For years, Russian President Vladimir Putin has carefully cultivated his partners in the BRICS coalition, knowing that he would need them at a moment like this.
Today, while his government faces punitive sanctions from many Western countries in retaliation for its actions in Ukraine, Mr. Putin knows he can rely on valuable business and political support from the BRICS – the 12-year-old bloc of emerging economies that comprises Brazil, Russia, India, China and South Africa.
For the Putin government, trade and investment from BRICS will help to cushion the blow of Western travel bans, asset freezes, banking terminations and a cancelled pipeline. The five-country bloc could provide the economic and financial links that will keep Russia afloat in the face of sanctions.
At an emergency meeting of the United Nations Security Council on Monday night, it soon became clear that the BRICS countries were unwilling to join the Western denunciations of Russia’s decision to send troops into the self-proclaimed republics of Donetsk and Luhansk in eastern Ukraine.
Diplomats from China, India and Brazil all spoke during the emergency debate. None criticized Russia’s actions. Significantly, the leaders of all three countries have met Mr. Putin in summit meetings recently, giving their clear support to the Russian leader.
The fifth BRICS member, South Africa, is not a current member of the UN Security Council, but it has been conspicuous in its silence on the Ukraine issue. Its international relations department, which routinely offers comments on many developments around the world, did not issue any statement on the Russian intervention in Ukraine on Tuesday, despite queries from the media.
South Africa’s biggest opposition party, the Democratic Alliance, said it was appalled by the government’s silence on Ukraine. The silence can only be interpreted as “condoning and enabling the Russian aggression,” the party said.
This is not the first time the BRICS members have tacitly accepted an aggressive Russian action. They behaved the same in 2014 when Russia annexed Ukraine’s Crimean territory. They abstained from a UN vote condemning Russia’s actions in Crimea, and they denounced a proposal to evict Russia from a G20 summit.
At the Security Council’s emergency session Monday night, Chinese Ambassador Zhang Jun gave only brief and vague remarks, making no mention of Russia’s actions in eastern Ukraine. “All parties concerned must exercise restraint and avoid any action that may fuel tensions,” he told the meeting.
Just two weeks ago, Mr. Putin travelled to Beijing to secure support from Chinese President Xi Jinping on the Ukraine issue. In a statement at the summit, China joined Russia in calling for a halt to any eastward expansion by NATO. The two countries also voted together at the UN Security Council in late January in a failed attempt to block a debate on Russia’s military buildup on the Ukrainian border.
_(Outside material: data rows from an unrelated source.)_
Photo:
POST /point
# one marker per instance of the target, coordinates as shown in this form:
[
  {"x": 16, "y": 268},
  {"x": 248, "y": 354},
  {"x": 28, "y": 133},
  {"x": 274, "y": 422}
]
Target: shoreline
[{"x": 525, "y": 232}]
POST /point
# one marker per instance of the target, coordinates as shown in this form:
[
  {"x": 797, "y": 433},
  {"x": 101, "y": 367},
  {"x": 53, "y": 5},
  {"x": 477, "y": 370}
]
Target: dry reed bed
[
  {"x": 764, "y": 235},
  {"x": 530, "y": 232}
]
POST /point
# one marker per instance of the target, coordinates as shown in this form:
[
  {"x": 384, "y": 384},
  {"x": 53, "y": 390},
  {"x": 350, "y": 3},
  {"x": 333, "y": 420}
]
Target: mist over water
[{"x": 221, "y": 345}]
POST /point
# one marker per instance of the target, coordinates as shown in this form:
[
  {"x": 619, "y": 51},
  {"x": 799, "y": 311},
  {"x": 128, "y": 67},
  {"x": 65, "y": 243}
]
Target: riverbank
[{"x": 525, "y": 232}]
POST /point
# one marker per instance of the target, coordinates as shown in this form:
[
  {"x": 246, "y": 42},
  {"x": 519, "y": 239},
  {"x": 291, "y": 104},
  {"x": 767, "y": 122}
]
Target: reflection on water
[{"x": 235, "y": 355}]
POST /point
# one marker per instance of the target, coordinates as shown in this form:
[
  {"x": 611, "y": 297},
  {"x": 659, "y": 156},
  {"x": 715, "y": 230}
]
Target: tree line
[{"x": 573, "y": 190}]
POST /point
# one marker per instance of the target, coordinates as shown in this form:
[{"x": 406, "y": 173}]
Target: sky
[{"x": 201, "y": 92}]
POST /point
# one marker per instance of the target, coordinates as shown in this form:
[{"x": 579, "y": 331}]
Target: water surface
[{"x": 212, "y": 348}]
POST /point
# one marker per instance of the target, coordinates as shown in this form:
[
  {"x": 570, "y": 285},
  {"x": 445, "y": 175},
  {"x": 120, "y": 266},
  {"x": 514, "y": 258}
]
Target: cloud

In another highly visible meeting with a BRICS leader, Mr. Putin hosted a visit last week by Brazilian President Jair Bolsonaro, who had defied U.S. pressure to cancel the trip. At their summit, Mr. Bolsonaro declared that Brazil was in “solidarity” with Russia.
That solidarity was evident at the Security Council’s emergency meeting on Monday night. Brazil’s UN ambassador, Ronaldo Costa Filho, declined to make any criticism of Russia at the meeting. While he made a general statement about the principle of territorial integrity, he did not specifically mention Russia.
India’s UN representative, T.S. Tirumurti, was even more cautious. He called for “restraint” but made no mention of Russia’s intervention or Ukrainian sovereignty.
Mr. Putin had met Indian Prime Minister Narendra Modi at a summit in early December in New Delhi. They signed a flurry of military and energy agreements, including a 10-year defence co-operation agreement. Russia has already begun delivering a US$5-billion long-range S-400 missile defence system to India.
While the BRICS members were delicately avoiding any criticism of Russia, other developing countries were less quiet. The three African non-permanent representatives on the Security Council – Kenya, Ghana and Gabon – all condemned Russia’s actions in Ukraine.
Ghana’s representative, Harold Adlai Agyeman, was sharply critical of Russia’s troop deployment in Ukraine. He said Ghana opposed any actions that violated Ukraine’s sovereignty and its internationally recognized borders.
But the most powerful speech was by Kenya’s UN ambassador, Martin Kimani.
“Multilateralism lies on its deathbed tonight,” he told the Security Council. “It has been assaulted today as it has been by other powerful states in the recent past. … The territorial integrity and sovereignty of Ukraine stands breached. The charter of the United Nations continues to wilt under the relentless assault of the powerful.”
African political analysts praised the Kenyan ambassador for putting the Ukraine crisis into a larger historical context, including earlier invasions of sovereign countries by the United States and the colonial imposition of borders in Africa.
“We believe that all states formed from empires that have collapsed or retreated have many peoples in them yearning for integration with peoples in neighbouring states,” Mr. Kimani said. “However, Kenya rejects such a yearning from being pursued by force. We must complete our recovery from the embers of dead empires in a way that does not plunge us back into new forms of domination and oppression.”